Inside MERIT, the intra-site audit sits in Inclusion. Inclusion is the pillar that ensures the corpus is technically accessible and structurally readable. Topical alignment is a tech-access requirement. Any retrieval system reading your site as a corpus depends on it.

Frequently Asked Questions

What is the Intra-Site Embedding Audit?

A workflow that embeds every priority page on a site. It then computes pairwise cosine similarity across the set. The output is three reports: duplication, topical gaps, and drift over time. It tells you whether your corpus stays on-topic, separate from how you stack up against peers.

How is it different from the cross-site Embedding Audit?

The cross-site audit measures your page against top-10 SERP peers. Intra-site measures your pages against each other. Same cosine math, different reference set, different operational output. Use both.

How often should I run the Intra-Site Embedding Audit?

Semiannual is the working default for a mature site. Quarterly for a site under active content build. Monthly for sites that run internal RAG or semantic search.

How many pages should be in the priority set?

100 to 500 for most mid-size sites. The set covers pages that should be retrieval destinations. Skip paginated archives, tag pages, and pages under 600 words.

What does the duplication report do?

Lists page pairs with cosine over 0.85. Each pair gets a response: consolidate (301 redirect the lower-IGS page), differentiate (reposition one page), or accept (rare).

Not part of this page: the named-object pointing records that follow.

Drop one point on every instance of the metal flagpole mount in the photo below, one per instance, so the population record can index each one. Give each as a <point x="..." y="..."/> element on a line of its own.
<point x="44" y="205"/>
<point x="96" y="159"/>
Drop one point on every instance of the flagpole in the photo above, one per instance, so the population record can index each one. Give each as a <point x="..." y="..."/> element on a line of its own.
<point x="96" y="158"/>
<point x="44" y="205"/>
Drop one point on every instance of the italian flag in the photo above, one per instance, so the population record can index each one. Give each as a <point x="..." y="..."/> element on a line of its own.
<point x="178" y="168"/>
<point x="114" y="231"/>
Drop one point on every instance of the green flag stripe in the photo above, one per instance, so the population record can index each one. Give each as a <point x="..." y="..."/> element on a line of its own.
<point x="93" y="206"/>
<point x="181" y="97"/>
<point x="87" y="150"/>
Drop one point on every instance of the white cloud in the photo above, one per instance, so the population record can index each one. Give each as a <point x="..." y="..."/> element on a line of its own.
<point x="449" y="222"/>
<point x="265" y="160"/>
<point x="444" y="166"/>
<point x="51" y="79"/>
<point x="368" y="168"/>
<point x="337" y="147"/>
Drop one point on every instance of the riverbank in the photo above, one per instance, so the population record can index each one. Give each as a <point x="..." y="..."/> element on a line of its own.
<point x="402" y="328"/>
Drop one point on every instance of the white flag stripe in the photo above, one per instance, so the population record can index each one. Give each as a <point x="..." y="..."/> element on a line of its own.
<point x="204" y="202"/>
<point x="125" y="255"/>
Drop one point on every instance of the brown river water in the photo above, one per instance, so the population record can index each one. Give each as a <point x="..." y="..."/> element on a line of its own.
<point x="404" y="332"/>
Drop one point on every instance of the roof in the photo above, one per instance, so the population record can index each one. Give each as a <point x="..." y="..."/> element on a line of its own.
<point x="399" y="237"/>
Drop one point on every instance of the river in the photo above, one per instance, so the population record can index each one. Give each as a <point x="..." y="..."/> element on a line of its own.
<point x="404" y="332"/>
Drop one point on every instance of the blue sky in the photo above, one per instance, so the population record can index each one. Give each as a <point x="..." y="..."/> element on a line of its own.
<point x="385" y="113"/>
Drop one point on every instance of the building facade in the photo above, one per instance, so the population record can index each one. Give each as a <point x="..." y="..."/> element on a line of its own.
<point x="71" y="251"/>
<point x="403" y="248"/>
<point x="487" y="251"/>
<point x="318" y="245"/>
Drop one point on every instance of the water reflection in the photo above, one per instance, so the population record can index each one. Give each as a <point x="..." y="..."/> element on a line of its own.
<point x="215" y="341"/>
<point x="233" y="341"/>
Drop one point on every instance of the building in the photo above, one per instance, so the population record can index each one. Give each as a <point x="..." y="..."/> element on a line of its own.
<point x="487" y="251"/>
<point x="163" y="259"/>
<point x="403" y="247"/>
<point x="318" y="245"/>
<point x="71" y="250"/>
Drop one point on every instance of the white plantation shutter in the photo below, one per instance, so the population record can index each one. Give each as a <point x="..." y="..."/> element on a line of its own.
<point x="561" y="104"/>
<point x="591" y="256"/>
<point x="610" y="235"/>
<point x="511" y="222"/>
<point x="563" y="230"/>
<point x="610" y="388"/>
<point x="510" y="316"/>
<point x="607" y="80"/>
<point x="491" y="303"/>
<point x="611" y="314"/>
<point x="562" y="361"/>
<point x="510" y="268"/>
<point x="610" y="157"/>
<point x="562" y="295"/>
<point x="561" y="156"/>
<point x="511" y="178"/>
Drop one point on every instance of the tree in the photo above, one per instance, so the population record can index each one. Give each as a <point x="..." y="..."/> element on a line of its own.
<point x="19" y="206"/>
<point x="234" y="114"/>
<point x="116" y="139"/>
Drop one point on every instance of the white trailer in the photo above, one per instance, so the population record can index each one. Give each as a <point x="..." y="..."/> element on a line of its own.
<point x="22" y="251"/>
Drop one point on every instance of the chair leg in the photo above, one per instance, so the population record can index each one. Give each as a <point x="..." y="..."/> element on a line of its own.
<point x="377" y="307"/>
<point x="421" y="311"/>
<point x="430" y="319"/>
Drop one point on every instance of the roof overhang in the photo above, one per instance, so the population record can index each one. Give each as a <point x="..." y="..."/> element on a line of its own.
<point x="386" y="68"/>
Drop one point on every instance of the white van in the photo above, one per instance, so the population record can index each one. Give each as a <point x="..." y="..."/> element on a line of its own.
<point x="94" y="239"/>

What is the gap report for?

It clusters pages by cosine proximity and surfaces topical regions where the priority set has sparse coverage. Empty regions inside the priority program are content gaps.

What does the drift report show?

How each page moved in cosine space since the last audit. Pages that drifted more than 0.05 get flagged.

Does this apply to sites that do not run internal RAG?

Yes. Even without an internal retrieval system, your site appears as a corpus to external AI search engines. Internal topical alignment affects citation patterns and related-content widgets.

What embedding model should I use for the audit?

Match the model to your production retrieval. If your internal RAG runs on text-embedding-3-large, audit with text-embedding-3-large.

Where does it fit in the MERIT Framework?

Inside Inclusion. MERIT names Inclusion as the pillar that ensures the corpus is technically accessible and structurally readable.

The Bottom Line

The cross-site Embedding Audit tells you how your page compares to top-10 SERP peers at publish. The Intra-Site Embedding Audit tells you whether your own corpus stays topically aligned across pages and over time.

Three reports. Duplication, gap, and drift. Each report maps to a response. Consolidate, differentiate, fill, or restore.

The audit runs on a semiannual default for mature sites and a quarterly cycle for sites under active build. Programs running internal RAG run it monthly. The cost is small. The signal is the diagnostic that drives Component 5 of Corpus Engineering: Retrieval Optimization.

Run both audits. Cross-site at publish, per page. Intra-site quarterly, across the priority set. The two together cover what AI retrieval actually reads when it looks at your site.